Fragen Sie immer um Erlaubnis, bevor Sie Personen fotografieren. Militärische Einrichtungen und Flughäfen dürfen nur mit ausdrücklicher Genehmigung geknipst werden. Der Kopf gilt in Kambodscha als heilig. Er sollte niemals berührt werden, das gilt auch und besonders für kleine Kinder und Babys. Die Füße dagegen gelten als unrein und dürfen nicht auf Personen oder Bilder mit Menschen zeigen. Genauso deutet man auch nicht mit dem Finger auf Personen und Gegenstände. Versuchen Sie, sich sittsam zu kleiden. Schultern und Knie sollten immer bedeckt, Kleidung sauber und nicht zerrissen sein, auch wenn dies vielleicht zuhause gerade der gängigen Mode entspricht.
Baden Sie keinesfalls nackt oder oben ohne (Zweiteres gilt für Frauen). Ziehen Sie bitte Ihre Schuhe aus, bevor Sie Tempel, religiöse Stätten oder Wohnräume besuchen. Zur Begrüßung legt man traditionell die Handflächen vor dem Oberkörper aneinander, verbeugt sich leicht und sagt freundlich „Chum Reap Suor“. Je höher man die Hände vor dem Körper hält, desto höher der soziale Status des Gegenübers. Dieser Gruß wird „Sampeah“ genannt. Mittlerweile wird aber auch ein Handschlag akzeptiert.

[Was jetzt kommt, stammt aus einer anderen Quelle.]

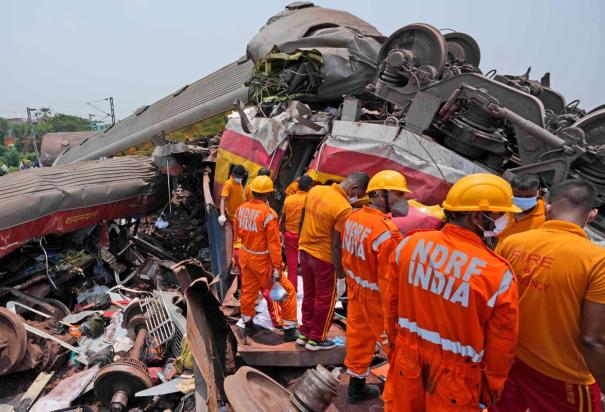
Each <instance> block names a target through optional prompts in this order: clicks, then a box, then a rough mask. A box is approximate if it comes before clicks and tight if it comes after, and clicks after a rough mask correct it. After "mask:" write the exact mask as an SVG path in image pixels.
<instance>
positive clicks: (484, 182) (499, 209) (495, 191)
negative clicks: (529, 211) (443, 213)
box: [442, 173, 521, 213]
mask: <svg viewBox="0 0 605 412" xmlns="http://www.w3.org/2000/svg"><path fill="white" fill-rule="evenodd" d="M442 206H443V208H444V209H445V210H449V211H452V212H513V213H519V212H521V209H520V208H518V207H517V206H515V205H514V204H513V189H512V188H511V187H510V184H509V183H508V182H507V181H506V180H504V179H502V178H501V177H499V176H496V175H492V174H489V173H476V174H473V175H468V176H464V177H463V178H462V179H460V180H458V181H457V182H456V183H455V184H454V186H452V187H451V188H450V191H449V192H448V193H447V196H446V198H445V201H444V202H443V204H442Z"/></svg>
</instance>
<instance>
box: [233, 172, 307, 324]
mask: <svg viewBox="0 0 605 412" xmlns="http://www.w3.org/2000/svg"><path fill="white" fill-rule="evenodd" d="M256 176H269V177H271V170H269V169H267V168H265V167H261V168H260V169H258V172H257V173H256ZM252 180H254V179H252ZM250 183H252V181H251V182H250ZM244 195H245V197H246V201H250V200H252V199H254V196H253V195H252V184H249V185H247V186H246V189H245V190H244ZM238 241H239V239H238ZM233 247H234V252H233V256H234V257H235V256H236V253H235V247H236V246H235V245H234V246H233ZM238 247H239V246H238ZM238 252H239V251H238ZM237 258H239V253H238V254H237ZM238 269H239V266H238ZM240 284H241V279H240ZM294 287H295V288H296V285H294ZM269 292H270V290H269V289H265V288H261V293H262V295H263V296H264V298H265V300H266V301H267V309H268V311H269V316H270V317H271V323H272V324H273V326H274V327H276V328H281V327H282V326H283V325H282V319H281V313H280V307H279V305H278V304H277V303H275V302H273V300H271V297H270V296H269Z"/></svg>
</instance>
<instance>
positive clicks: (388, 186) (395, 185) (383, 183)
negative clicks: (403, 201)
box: [366, 170, 411, 193]
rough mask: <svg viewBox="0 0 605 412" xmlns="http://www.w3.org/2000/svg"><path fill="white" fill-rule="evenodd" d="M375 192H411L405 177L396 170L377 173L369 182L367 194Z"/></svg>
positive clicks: (379, 172)
mask: <svg viewBox="0 0 605 412" xmlns="http://www.w3.org/2000/svg"><path fill="white" fill-rule="evenodd" d="M375 190H397V191H399V192H411V190H410V189H409V188H408V184H407V182H406V181H405V177H404V176H403V175H402V174H401V173H399V172H396V171H394V170H383V171H381V172H378V173H376V174H375V175H374V176H373V177H372V178H371V179H370V181H369V183H368V188H367V190H366V193H370V192H374V191H375Z"/></svg>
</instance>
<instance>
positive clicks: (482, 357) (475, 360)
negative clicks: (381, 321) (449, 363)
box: [399, 318, 483, 362]
mask: <svg viewBox="0 0 605 412" xmlns="http://www.w3.org/2000/svg"><path fill="white" fill-rule="evenodd" d="M399 327H401V328H402V329H407V330H409V331H410V332H412V333H415V334H417V335H418V336H420V337H421V338H422V339H423V340H426V341H428V342H431V343H434V344H435V345H439V346H441V348H442V349H443V350H446V351H448V352H453V353H457V354H459V355H461V356H464V357H469V358H471V359H472V361H473V362H481V360H482V359H483V351H481V352H479V353H477V352H476V351H475V349H473V348H472V347H471V346H468V345H463V344H462V343H460V342H454V341H451V340H449V339H444V338H442V337H441V335H439V332H434V331H430V330H427V329H423V328H420V327H418V325H417V324H416V322H410V321H409V320H408V319H406V318H399Z"/></svg>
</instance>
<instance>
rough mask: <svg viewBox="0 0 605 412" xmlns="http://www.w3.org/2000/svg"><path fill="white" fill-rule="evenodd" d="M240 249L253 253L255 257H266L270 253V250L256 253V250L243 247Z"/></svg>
mask: <svg viewBox="0 0 605 412" xmlns="http://www.w3.org/2000/svg"><path fill="white" fill-rule="evenodd" d="M240 248H242V249H243V250H245V251H246V252H248V253H252V254H253V255H266V254H268V253H269V251H268V250H262V251H260V252H259V251H256V250H250V249H248V248H247V247H246V246H244V245H241V246H240Z"/></svg>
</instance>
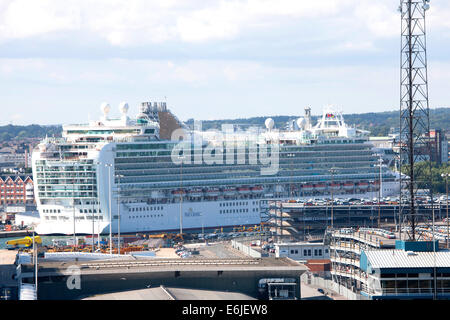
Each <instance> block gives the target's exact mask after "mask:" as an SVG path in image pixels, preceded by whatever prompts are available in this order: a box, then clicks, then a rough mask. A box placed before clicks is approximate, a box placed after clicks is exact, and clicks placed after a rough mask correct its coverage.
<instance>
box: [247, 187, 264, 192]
mask: <svg viewBox="0 0 450 320" xmlns="http://www.w3.org/2000/svg"><path fill="white" fill-rule="evenodd" d="M250 190H251V192H252V193H261V192H263V191H264V188H263V187H262V186H254V187H251V188H250Z"/></svg>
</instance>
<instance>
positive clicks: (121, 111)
mask: <svg viewBox="0 0 450 320" xmlns="http://www.w3.org/2000/svg"><path fill="white" fill-rule="evenodd" d="M128 108H129V107H128V103H126V102H125V101H123V102H121V103H120V104H119V111H120V113H122V114H126V113H127V112H128Z"/></svg>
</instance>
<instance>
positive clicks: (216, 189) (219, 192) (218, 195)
mask: <svg viewBox="0 0 450 320" xmlns="http://www.w3.org/2000/svg"><path fill="white" fill-rule="evenodd" d="M219 195H220V189H219V188H209V189H208V190H206V196H208V197H217V196H219Z"/></svg>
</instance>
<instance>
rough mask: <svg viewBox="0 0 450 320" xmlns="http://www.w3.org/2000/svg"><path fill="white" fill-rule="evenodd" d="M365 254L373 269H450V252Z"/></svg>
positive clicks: (367, 251)
mask: <svg viewBox="0 0 450 320" xmlns="http://www.w3.org/2000/svg"><path fill="white" fill-rule="evenodd" d="M364 253H365V255H366V256H367V260H368V261H369V263H370V265H371V267H372V268H433V267H435V266H436V267H437V268H450V251H438V252H436V253H433V252H410V251H404V250H399V249H394V250H368V251H364Z"/></svg>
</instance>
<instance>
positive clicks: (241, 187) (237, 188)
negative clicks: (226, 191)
mask: <svg viewBox="0 0 450 320" xmlns="http://www.w3.org/2000/svg"><path fill="white" fill-rule="evenodd" d="M237 191H238V192H239V193H240V194H249V193H250V192H251V191H250V188H249V187H239V188H237Z"/></svg>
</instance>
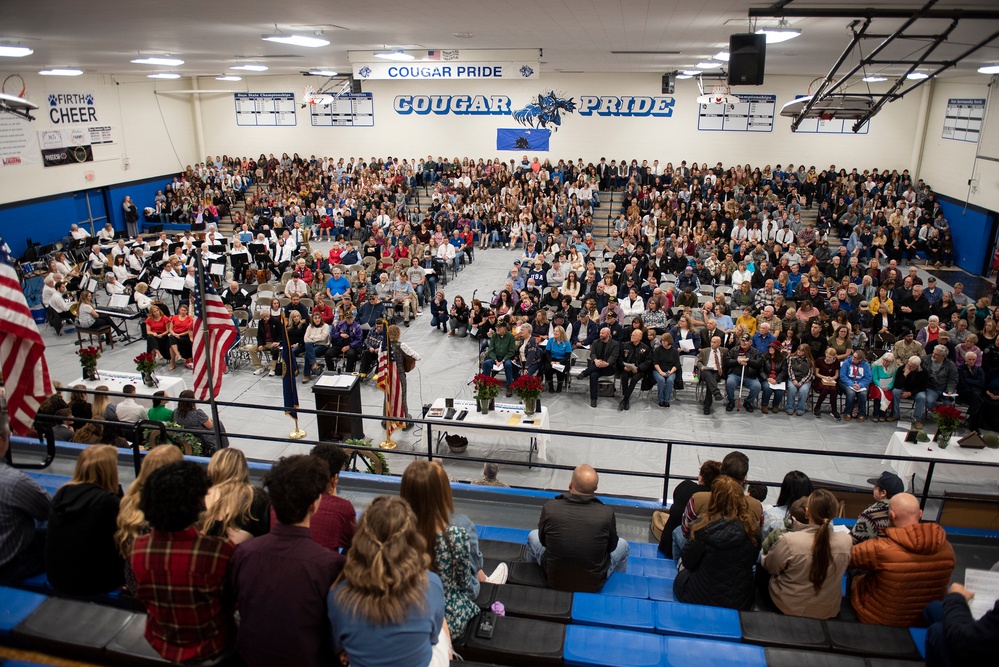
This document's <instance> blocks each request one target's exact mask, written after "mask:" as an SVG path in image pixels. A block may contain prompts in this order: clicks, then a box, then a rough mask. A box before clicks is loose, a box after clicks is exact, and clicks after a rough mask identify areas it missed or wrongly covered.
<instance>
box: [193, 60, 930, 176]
mask: <svg viewBox="0 0 999 667" xmlns="http://www.w3.org/2000/svg"><path fill="white" fill-rule="evenodd" d="M809 81H810V80H809V79H806V78H800V77H778V76H773V77H768V78H767V84H766V85H763V86H758V87H742V88H740V89H737V90H735V91H733V92H734V93H736V94H738V93H739V92H743V93H751V94H765V93H769V94H776V95H777V109H778V111H779V109H780V106H781V105H782V104H783V103H784V102H787V101H789V100H790V99H792V98H793V97H794V95H795V94H801V93H804V92H805V91H806V89H807V86H808V83H809ZM243 83H245V84H246V85H247V90H249V91H252V92H289V91H291V92H294V93H295V94H296V96H297V98H298V99H301V96H302V94H303V90H304V86H305V85H306V84H307V83H308V84H317V83H320V81H319V80H317V79H306V78H305V77H249V78H247V79H246V80H244V82H243ZM660 86H661V77H660V76H659V75H651V74H620V75H570V74H560V75H556V74H552V75H549V74H545V75H544V76H543V77H542V79H541V81H540V82H537V81H533V82H532V81H496V82H489V81H478V80H477V81H462V82H450V81H448V82H445V81H441V82H429V81H416V82H395V81H366V82H364V84H363V89H364V91H365V92H371V93H373V94H374V104H375V126H374V127H373V128H349V127H312V126H310V125H309V117H308V112H307V111H306V110H300V111H299V112H298V125H297V126H296V127H283V128H275V127H237V126H236V118H235V110H234V106H233V98H232V95H219V96H202V100H201V106H202V118H203V123H204V128H205V142H206V148H207V150H208V152H209V153H210V154H212V155H216V154H223V153H227V154H229V155H233V154H235V155H244V154H250V155H254V156H255V155H259V154H260V153H261V152H263V153H272V152H273V153H277V154H280V153H282V152H288V153H292V152H298V153H300V154H302V155H304V156H308V155H312V154H316V155H331V156H344V157H346V156H351V155H355V156H364V157H370V156H372V155H379V156H383V155H387V154H391V155H398V156H400V157H421V156H426V155H428V154H433V155H434V156H435V157H436V156H438V155H447V156H451V157H453V156H455V155H458V156H463V157H464V156H474V157H494V156H497V155H499V156H500V157H503V158H504V159H506V160H509V159H510V158H512V157H516V158H519V157H520V155H521V153H519V152H504V153H498V152H497V151H496V129H497V128H514V127H518V126H517V124H516V123H515V122H514V121H513V119H512V118H510V117H509V116H457V115H441V116H437V115H433V114H431V115H425V116H419V115H415V114H412V115H408V116H406V115H399V114H397V113H396V112H395V111H394V110H393V101H394V99H395V97H396V95H399V94H413V95H428V94H471V95H475V94H481V95H486V96H488V95H507V96H509V97H510V98H511V101H512V103H513V106H514V108H516V107H517V106H519V105H523V104H526V103H527V102H528V101H529V100H530V99H531V98H532V97H533V96H536V95H537V94H538V93H539V92H542V91H545V90H548V89H549V88H551V89H554V90H555V91H556V92H558V93H560V94H562V95H564V96H567V97H573V98H575V99H576V101H577V102H578V101H579V98H580V96H581V95H618V96H622V95H645V96H656V95H660V91H661V87H660ZM697 95H698V90H697V85H696V83H695V82H694V81H693V80H687V81H678V82H677V90H676V94H675V96H674V97H675V98H676V103H675V106H674V111H673V115H672V117H670V118H653V117H646V118H621V117H617V118H615V117H599V116H597V115H593V116H589V117H584V116H581V115H580V114H579V113H578V112H577V113H574V114H569V115H567V116H566V117H565V118H564V120H563V125H562V127H561V128H560V129H559V130H558V132H555V133H554V134H553V136H552V141H551V151H550V152H549V153H548V154H547V156H548V157H551V158H554V159H558V158H573V159H575V158H578V157H582V158H583V159H584V160H585V161H596V160H598V159H599V158H600V157H601V156H606V157H607V158H608V159H611V158H616V159H618V160H620V159H622V158H626V159H628V160H630V159H632V158H636V159H638V160H639V161H641V160H642V159H648V160H649V161H650V162H651V160H653V159H659V160H660V162H661V163H663V164H665V162H667V161H672V162H674V163H678V162H679V161H680V160H687V161H688V163H689V162H691V161H694V160H696V161H697V162H707V163H709V164H714V163H715V162H717V161H721V162H722V163H724V164H733V163H747V162H748V163H751V164H753V165H762V164H767V163H769V164H777V163H781V164H785V165H786V164H787V163H788V162H794V163H802V162H803V163H805V164H809V165H811V164H814V165H816V166H817V167H819V168H823V167H827V166H828V165H829V164H836V165H837V166H846V167H848V168H850V167H854V166H857V167H861V168H864V167H875V166H877V167H879V168H882V169H884V168H887V169H899V170H901V169H902V168H905V167H908V166H910V162H911V159H912V146H913V141H914V137H915V136H916V134H917V132H918V131H917V118H918V115H919V102H918V100H916V99H904V100H901V101H899V102H895V103H893V104H890V105H888V106H887V107H886V108H885V110H884V111H882V112H881V113H880V114H879V115H878V116H877V117H875V118H874V119H873V120H872V121H871V130H870V133H869V134H866V135H853V134H847V135H839V134H837V135H817V134H792V133H791V131H790V119H787V118H780V117H779V118H778V119H777V121H776V124H775V127H774V130H773V132H769V133H750V132H707V131H698V129H697V103H696V101H695V98H696V97H697ZM542 157H544V156H542Z"/></svg>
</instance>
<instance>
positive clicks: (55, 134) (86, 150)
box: [38, 127, 94, 167]
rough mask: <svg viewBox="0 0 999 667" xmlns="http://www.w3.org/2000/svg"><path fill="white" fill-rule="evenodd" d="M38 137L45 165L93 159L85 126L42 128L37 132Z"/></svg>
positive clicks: (53, 164) (93, 156)
mask: <svg viewBox="0 0 999 667" xmlns="http://www.w3.org/2000/svg"><path fill="white" fill-rule="evenodd" d="M38 139H39V143H40V144H41V149H42V161H43V162H44V163H45V166H46V167H58V166H61V165H64V164H80V163H82V162H93V161H94V149H93V148H91V146H90V133H89V132H88V131H87V130H86V128H83V127H78V128H72V129H68V128H67V129H62V130H43V131H41V132H39V133H38Z"/></svg>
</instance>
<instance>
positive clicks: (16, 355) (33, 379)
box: [0, 238, 52, 435]
mask: <svg viewBox="0 0 999 667" xmlns="http://www.w3.org/2000/svg"><path fill="white" fill-rule="evenodd" d="M0 368H2V373H3V380H4V388H5V393H6V396H7V411H8V412H9V414H10V428H11V431H12V432H13V433H15V434H17V435H25V434H27V433H28V432H29V431H30V430H31V428H32V422H34V420H35V413H36V412H37V411H38V406H39V405H41V402H42V401H43V400H45V399H46V398H47V397H48V396H49V394H51V393H52V382H51V380H49V367H48V364H47V363H46V362H45V343H43V342H42V335H41V334H40V333H38V327H37V326H35V320H34V319H32V317H31V311H30V310H28V302H27V301H26V300H25V299H24V292H23V291H22V290H21V282H20V281H19V280H18V278H17V272H16V271H15V270H14V265H13V264H12V263H11V259H10V250H9V249H8V248H7V245H6V244H5V243H4V242H3V239H2V238H0Z"/></svg>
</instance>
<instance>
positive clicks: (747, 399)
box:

Trinkgelder sind gerne gesehen und zaubern bei den freundlichen Kambodschanern ein noch breiteres Lächeln hervor. Auch beim Verlassen von Tempeln wird eine kleine Spende erwartet. Machen Sie sich aber keine Sorgen, falls Sie in Ihrem Kambodscha Urlaub einmal unangenehm auffallen: Die Kambodschaner sind ein herzliches und tolerantes Volk. Lächeln Sie einfach und man wird Ihnen nichts nachtragen.